Read The New Penguin History of the World Online
Authors: J. M. Roberts,Odd Arne Westad
More cash crops for growing markets gradually changed the self-sufficient manor into a unit producing for sale. Its markets were to be found in towns which grew steadily between 1100 and 1300; urban population increased faster than rural. This is a complicated phenomenon. The new town life was in part a revival going hand in hand with the revival of trade, in part a reflection of growing population. It is a chicken-and-egg business to decide which came first. A few new towns grew up around a castle or a monastery. Sometimes this led to the establishment of a market. Many new towns, especially in Germany, were deliberately settled as colonies. On the whole, long-established towns grew bigger – Paris may
have had about 80,000 inhabitants in 1340 and Venice, Florence and Genoa were probably comparable – but few were so big. Fourteenth-century Germany had only fifteen towns of more than 10,000 inhabitants, and London, with about 35,000 was then by far the biggest English city. Of the great medieval towns, only those in the south had been important Roman centres (though many in the north, of course, had like London, Roman nuclei). New cities tended to be linked distinctively to economic possibilities. They were markets, or lay on great trade routes such as the Meuse and Rhine, or were grouped in an area of specialized production such as Flanders, where already in the late twelfth century Ypres, Arras and Ghent were famous as textile towns, or Tuscany, another cloth-producing, cloth-finishing region. Wine was one of the first agricultural commodities to loom large in international trade and this underpinned the early growth of Bordeaux. Ports often became the metropolitan centres of maritime regions, as did Genoa and Bruges.

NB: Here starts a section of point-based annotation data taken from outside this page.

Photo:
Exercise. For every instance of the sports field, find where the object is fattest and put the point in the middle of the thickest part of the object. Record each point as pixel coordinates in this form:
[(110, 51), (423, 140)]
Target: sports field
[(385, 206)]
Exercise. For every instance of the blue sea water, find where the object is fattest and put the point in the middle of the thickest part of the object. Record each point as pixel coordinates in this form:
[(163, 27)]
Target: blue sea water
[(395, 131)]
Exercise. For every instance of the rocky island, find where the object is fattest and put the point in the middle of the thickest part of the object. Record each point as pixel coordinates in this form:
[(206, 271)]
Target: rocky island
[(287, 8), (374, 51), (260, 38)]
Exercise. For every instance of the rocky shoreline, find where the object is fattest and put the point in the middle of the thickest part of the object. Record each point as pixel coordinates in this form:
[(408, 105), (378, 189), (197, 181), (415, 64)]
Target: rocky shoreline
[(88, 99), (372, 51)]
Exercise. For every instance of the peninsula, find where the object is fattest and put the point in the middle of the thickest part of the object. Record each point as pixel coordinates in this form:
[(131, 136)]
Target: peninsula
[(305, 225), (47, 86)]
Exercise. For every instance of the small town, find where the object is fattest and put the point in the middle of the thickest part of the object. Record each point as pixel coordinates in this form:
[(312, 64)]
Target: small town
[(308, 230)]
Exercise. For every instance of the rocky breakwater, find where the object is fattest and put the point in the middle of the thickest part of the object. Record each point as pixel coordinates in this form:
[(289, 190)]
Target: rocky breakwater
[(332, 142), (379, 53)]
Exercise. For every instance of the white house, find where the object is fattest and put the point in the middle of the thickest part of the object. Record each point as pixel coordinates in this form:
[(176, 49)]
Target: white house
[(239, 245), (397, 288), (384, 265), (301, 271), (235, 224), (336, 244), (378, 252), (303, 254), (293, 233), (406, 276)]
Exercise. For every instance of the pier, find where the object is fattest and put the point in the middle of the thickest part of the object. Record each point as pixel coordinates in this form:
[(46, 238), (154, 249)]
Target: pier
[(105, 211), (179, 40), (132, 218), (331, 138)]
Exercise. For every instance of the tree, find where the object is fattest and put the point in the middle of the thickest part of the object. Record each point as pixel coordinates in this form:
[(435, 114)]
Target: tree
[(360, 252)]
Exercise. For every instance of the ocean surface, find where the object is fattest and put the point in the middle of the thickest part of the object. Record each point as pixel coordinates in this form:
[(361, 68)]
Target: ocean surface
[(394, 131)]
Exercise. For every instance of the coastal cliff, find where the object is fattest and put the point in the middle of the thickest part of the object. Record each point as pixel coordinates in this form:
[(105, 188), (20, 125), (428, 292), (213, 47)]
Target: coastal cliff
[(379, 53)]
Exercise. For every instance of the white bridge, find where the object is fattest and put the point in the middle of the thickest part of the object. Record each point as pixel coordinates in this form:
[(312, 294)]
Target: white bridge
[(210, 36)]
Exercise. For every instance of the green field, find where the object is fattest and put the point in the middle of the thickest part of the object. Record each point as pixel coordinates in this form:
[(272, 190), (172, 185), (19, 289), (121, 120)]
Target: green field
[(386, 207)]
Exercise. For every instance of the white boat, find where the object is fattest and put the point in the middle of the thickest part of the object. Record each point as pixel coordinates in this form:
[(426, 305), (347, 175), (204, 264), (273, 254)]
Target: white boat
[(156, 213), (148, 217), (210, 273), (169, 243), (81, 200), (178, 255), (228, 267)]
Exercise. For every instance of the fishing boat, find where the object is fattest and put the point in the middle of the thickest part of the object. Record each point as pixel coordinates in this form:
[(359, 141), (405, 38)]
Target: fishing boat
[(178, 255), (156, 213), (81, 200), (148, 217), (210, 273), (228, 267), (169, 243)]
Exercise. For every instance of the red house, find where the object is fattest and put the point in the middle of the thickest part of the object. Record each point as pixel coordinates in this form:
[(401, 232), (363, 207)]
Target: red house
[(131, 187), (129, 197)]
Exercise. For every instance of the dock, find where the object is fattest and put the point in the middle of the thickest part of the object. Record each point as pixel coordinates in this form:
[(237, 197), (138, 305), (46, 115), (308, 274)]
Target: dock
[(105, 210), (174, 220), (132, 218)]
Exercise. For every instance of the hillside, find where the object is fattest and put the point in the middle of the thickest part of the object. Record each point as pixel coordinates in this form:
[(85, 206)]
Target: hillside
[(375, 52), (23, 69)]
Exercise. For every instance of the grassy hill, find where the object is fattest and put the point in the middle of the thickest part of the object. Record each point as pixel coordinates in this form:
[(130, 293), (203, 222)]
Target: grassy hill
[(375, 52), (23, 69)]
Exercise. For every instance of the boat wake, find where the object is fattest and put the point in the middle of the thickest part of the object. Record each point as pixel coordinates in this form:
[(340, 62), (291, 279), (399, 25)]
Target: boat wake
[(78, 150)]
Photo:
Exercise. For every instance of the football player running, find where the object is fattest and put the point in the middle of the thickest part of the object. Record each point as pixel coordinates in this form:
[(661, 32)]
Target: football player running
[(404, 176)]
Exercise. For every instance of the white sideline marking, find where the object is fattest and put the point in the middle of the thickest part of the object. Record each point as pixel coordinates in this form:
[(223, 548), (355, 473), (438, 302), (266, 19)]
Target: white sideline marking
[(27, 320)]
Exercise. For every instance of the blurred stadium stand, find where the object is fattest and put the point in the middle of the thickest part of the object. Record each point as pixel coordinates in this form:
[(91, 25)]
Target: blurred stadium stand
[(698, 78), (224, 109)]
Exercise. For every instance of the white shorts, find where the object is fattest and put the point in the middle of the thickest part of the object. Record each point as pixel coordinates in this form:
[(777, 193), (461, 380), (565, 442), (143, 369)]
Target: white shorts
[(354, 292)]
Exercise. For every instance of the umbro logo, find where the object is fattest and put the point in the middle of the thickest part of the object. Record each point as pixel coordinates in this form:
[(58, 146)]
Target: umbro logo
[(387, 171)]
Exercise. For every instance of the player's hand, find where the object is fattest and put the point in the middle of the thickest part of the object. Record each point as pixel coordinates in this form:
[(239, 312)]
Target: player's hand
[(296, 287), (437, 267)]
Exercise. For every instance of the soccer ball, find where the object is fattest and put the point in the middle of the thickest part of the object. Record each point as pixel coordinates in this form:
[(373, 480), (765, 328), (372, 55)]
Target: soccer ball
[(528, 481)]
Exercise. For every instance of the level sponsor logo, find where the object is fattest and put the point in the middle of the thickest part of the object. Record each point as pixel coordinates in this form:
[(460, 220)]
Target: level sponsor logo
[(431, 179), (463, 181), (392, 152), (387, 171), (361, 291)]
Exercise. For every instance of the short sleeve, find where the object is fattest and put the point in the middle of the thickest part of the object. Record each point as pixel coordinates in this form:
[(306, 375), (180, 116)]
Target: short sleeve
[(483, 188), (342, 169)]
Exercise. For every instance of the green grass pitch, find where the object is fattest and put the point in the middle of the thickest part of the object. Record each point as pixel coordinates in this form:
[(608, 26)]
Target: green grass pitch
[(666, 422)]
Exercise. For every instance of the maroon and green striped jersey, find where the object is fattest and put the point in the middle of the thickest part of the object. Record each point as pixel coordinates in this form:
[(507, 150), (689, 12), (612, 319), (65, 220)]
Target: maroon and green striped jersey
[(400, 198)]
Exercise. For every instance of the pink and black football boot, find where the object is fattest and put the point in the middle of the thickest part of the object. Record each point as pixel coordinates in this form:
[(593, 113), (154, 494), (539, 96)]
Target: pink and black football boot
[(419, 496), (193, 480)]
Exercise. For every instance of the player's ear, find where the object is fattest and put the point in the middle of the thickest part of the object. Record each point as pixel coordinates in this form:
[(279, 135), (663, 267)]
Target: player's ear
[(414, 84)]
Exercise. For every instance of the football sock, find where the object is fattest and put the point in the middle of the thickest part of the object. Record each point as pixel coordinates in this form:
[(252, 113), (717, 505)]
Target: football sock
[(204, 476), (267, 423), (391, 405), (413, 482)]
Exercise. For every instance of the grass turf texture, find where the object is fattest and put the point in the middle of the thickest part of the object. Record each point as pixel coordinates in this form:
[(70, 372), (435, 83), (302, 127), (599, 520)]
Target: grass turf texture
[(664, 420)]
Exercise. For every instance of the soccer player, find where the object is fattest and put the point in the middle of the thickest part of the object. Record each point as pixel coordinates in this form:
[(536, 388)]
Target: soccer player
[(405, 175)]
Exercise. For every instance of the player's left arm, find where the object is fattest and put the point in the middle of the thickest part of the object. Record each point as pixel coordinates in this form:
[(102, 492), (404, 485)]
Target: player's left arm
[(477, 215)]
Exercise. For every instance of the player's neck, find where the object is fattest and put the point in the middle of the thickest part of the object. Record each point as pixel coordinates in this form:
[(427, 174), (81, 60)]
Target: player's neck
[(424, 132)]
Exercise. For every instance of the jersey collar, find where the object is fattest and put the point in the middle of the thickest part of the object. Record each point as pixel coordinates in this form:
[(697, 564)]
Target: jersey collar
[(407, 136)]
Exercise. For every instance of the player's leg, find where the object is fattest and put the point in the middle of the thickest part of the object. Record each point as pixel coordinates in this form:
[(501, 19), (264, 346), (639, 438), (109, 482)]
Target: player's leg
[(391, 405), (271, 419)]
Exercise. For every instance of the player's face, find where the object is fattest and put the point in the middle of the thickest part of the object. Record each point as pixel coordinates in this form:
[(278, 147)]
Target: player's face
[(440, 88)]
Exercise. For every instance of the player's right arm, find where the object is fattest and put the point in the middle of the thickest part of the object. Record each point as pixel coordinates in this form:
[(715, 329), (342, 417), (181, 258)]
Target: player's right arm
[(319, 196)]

The commercial revival was most conspicuous in Italy, where trade with the outside world was resumed, above all, by Venice. In that great commercial centre banking for the first time separated itself from the changing of money. By the middle of the twelfth century, whatever the current state of politics, Europeans enjoyed continuing trade not only with Byzantium but with the Arab Mediterranean. Beyond those limits, an even wider world was involved. In the early fourteenth century trans-Saharan gold from Mali relieved a bullion shortage in Europe. By then, Italian merchants had long been at work in central Asia and China. They sold slaves from Germany and central Europe to the Arabs of Africa and the Levant. They bought Flemish and English cloth and took it to Constantinople and the Black Sea. In the thirteenth century the first voyage was made from Italy to Bruges; before this the Rhine, Rhône and overland routes had been used. Roads were built across Alpine passes. Trade fed on trade and the northern European fairs drew other merchants from the north-east. The German towns of the Hanse, the league which controlled the Baltic, provided a new outlet for the textiles of the West and the spices of the East. But transport costs on land were always high; to move goods from Cracow to Venice quadroupled their price.
In such ways, European economic geography was revolutionized. In Flanders and the Low Countries economic revival soon began to generate a population big enough to stimulate new agricultural innovation. Everywhere, towns which could escape from the cramping monopolies of the earliest manufacturing centres enjoyed the most rapid new prosperity. One visible result was a great wave of building. It was not only a matter of the houses and guildhalls of newly prosperous cities; it left a glorious legacy
in Europe’s churches, not just in the great cathedrals, but in scores of magnificent parish churches of little English towns.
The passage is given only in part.